2026-06-09
Channel: Somali Society of Engineers (4 subscribers)
Note: today's batch was unusually weak — most candidates were Shorts, dealership ads, college brochures, or emoji-laden clickbait compilations. This was the clearest case of a real engineer actually teaching something.
This is a recorded SSE (Somali Society of Engineers) presentation by aerospace engineer Abdikarim Ibrahim, walking through the fundamentals of how aircraft and spacecraft get from a design sketch to actually flying. The framing — "from design to flight" — suggests it follows the engineering pipeline rather than just being a list of cool facts: requirements and mission profile, aerodynamic design, structural and propulsion choices, testing, and certification.
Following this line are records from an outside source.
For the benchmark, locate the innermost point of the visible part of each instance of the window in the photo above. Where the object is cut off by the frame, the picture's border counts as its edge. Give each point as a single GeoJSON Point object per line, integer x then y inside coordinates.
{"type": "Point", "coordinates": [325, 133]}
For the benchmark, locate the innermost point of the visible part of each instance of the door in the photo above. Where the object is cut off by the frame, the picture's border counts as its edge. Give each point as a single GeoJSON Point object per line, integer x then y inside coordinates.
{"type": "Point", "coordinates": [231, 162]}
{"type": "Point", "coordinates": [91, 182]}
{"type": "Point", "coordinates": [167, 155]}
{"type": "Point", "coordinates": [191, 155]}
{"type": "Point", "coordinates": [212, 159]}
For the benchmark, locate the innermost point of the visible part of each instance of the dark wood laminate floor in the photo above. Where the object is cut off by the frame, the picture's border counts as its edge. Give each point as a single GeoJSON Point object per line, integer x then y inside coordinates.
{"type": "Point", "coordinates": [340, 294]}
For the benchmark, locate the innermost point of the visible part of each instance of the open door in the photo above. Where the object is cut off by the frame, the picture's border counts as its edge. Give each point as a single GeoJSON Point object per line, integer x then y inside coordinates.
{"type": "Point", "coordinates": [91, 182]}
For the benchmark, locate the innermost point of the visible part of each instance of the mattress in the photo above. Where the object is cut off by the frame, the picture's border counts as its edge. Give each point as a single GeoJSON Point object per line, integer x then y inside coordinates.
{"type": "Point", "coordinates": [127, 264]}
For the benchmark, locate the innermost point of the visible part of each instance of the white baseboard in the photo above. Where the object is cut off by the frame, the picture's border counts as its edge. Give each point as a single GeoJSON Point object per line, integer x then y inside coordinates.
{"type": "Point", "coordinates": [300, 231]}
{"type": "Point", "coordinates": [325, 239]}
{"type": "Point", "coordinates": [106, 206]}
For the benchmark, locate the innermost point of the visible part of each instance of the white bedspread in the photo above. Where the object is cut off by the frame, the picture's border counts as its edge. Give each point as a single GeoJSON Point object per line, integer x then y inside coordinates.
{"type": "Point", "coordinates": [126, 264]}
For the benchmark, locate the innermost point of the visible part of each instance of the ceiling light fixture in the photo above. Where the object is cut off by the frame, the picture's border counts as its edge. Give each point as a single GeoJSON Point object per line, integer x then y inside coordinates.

What makes this worth a viewer's time is that it's a professional engineer giving a structured talk to other engineers and students, not a content channel chasing views. Tiny channels like this (4 subscribers) often surface the most honest technical material because there's no algorithmic incentive to dumb it down or pad with B-roll. If you're a student trying to understand what aerospace engineering actually is as a discipline — versus the romanticized "rockets and planes" version — primary-source talks from working engineers are usually more useful than polished documentaries.
Expect lecture-style pacing and slides rather than cinematic production. Best watched if you're considering the field, transitioning into it from adjacent engineering, or want a grounded overview of the design-to-flight workflow.